Do you want your LLM to report on your for “immoral behavior”?
What iF you and the LLM disagree about what “immoral behavior” is?
What if the LLM gets it wrong and your behavior is not “egregiously immoral”?
What if an agent for an LLM thought you were “immoral” and so “reported” you?
Such are just some of the questions raised today in a breaking news item on X where Sam Bowman “AI alignment + LLMs at Anthropic” posted what appears to be suggesting an automated process to inform about users to “Contact the Press” and/or “Contact Regulators” and/or “Lock you out of the relevant systems, or all of the above.”
Is CLAUDE, Anthropic’s LLM spying on you?
Does it have in his command line automated notifications to third parties if it deduces that you have said something “immoral”?
Real fears of dystopic implications of AI Systems get stoked upon such a casual statement about such a serious matter.
So what are command-line tools?
GROK breaks down as follows:
Command line tools are software programs designed to be executed from a command line interface (CLI), such as a terminal or command prompt, by typing specific commands. These tools allow users to perform tasks, manipulate files, manage systems, or automate processes without a graphical user interface. They are typically lightweight, efficient, and scriptable, making them powerful for developers, system administrators, and advanced users.
Examples include:
Unix/Linux tools: ls (list files), cd (change directory), grep (search text), curl (fetch web data), awk (text processing).
Windows tools: dir (list files), copy (copy files), del (delete files), powershell (scripting).
Cross-platform tools: git (version control), docker (container management), python (script execution).
Anthropic has developed Claude Code, a command-line tool designed for agentic coding, which integrates with a developer's terminal to perform tasks like editing files, running tests, and managing git workflows through natural language commands.
It operates as both a client and a server within the Model Context Protocol (MCP), allowing it to interact with various tools and execute commands in a controlled environment.
While Claude Code can perform actions like committing code or searching git history, there’s no direct evidence in Anthropic’s official documentation that it is designed to autonomously notify external entities like the media or regulators.
The idea of an AI model using command-line tools to contact external parties raises questions about implementation and intent.
Anthropic’s documentation emphasizes security measures, such as limiting Claude’s ability to create accounts or post content on social media to prevent misuse, particularly around sensitive events like elections.
These terms also highlight protections against prompt injection attacks and the use of classifiers to flag risky prompts, suggesting a cautious approach to autonomous actions.

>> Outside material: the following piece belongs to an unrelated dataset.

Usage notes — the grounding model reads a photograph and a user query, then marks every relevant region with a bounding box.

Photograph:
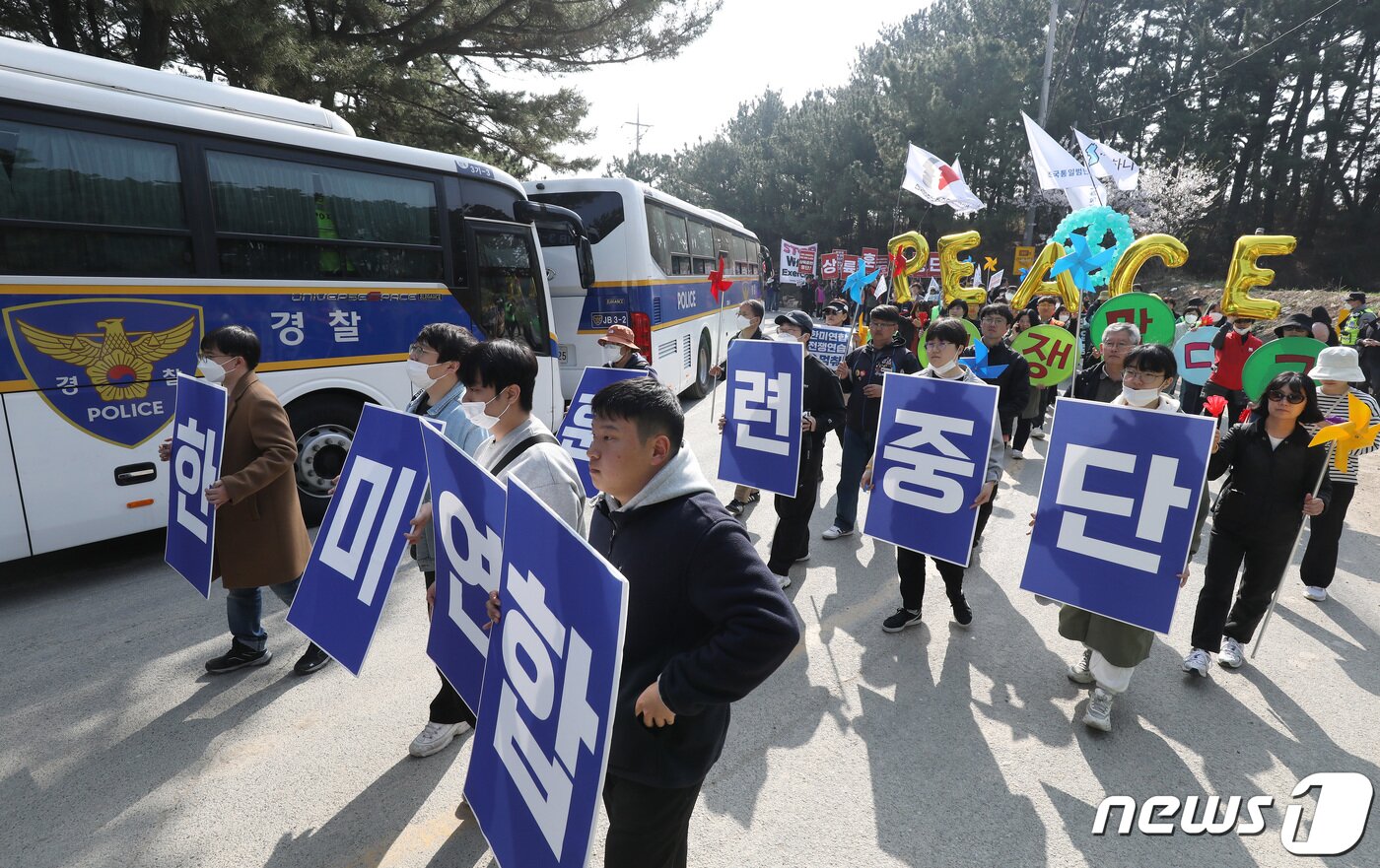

If Opus 4 were to have a feature for notifying authorities or media, it would likely involve predefined MCP tools or API integrations, possibly within a controlled environment like a Docker container, to execute specific commands (e.g., sending an email or logging an alert). >end
But wait, there’s MORE! In an adjacent tweet the terms “evil'“ and also “whistleblow” are also thrown around, which two terms give this lawyer additional great pause.
“If the model sees you”
Will leave it up to you the reader to more further study and thought on this and will follow up with what I can find. The post in question was very swiftly deleted from X (yet “X is Forever”) when someone else likely realized what was being said (revealed?).
Agenic AI?
Whose AGENT is the tool, yours or Anthropic’s? A not small legitimate legal question I have raised before on the perils of AGENTS.
And who is getting aligned to what? What does “alignment” mean to Anthropic?
IS CLAUDE WATCHING YOU, READY TO “REPORT” YOU AUTOMATICALLY FOR BEING “IMMORAL”? MAYBE SAM BOWMAN SPEAKS JOKES ON BEHALF OF HIMSELF?
Yet, not wanting to make much more of it than to say it, “Professor” Bowman, according to Grok, has received funding from the National Science Foundation (NSF) a United States federal government agency:
Sam Bowman is an Associate Professor of Linguistics, Data Science, and Computer Science at NYU, currently on leave to work as a technical AI safety researcher at Anthropic. He leads a research group focused on AI alignment, developing techniques and datasets to control and evaluate large language models (LLMs), with an emphasis on averting catastrophic risks from superhuman AI systems. His work includes studies on alignment faking, sabotage evaluations, and scalable oversight, as seen in publications like "The Checklist: What Succeeding at AI Safety Will Involve" and "Alignment Faking in Large Language Models." Bowman’s research also spans natural language processing, with notable contributions to the GLUE and SuperGLUE benchmarks. He earned his PhD from Stanford in 2016, advised by Chris Potts and Chris Manning, and has been funded by NSF, Google, and others.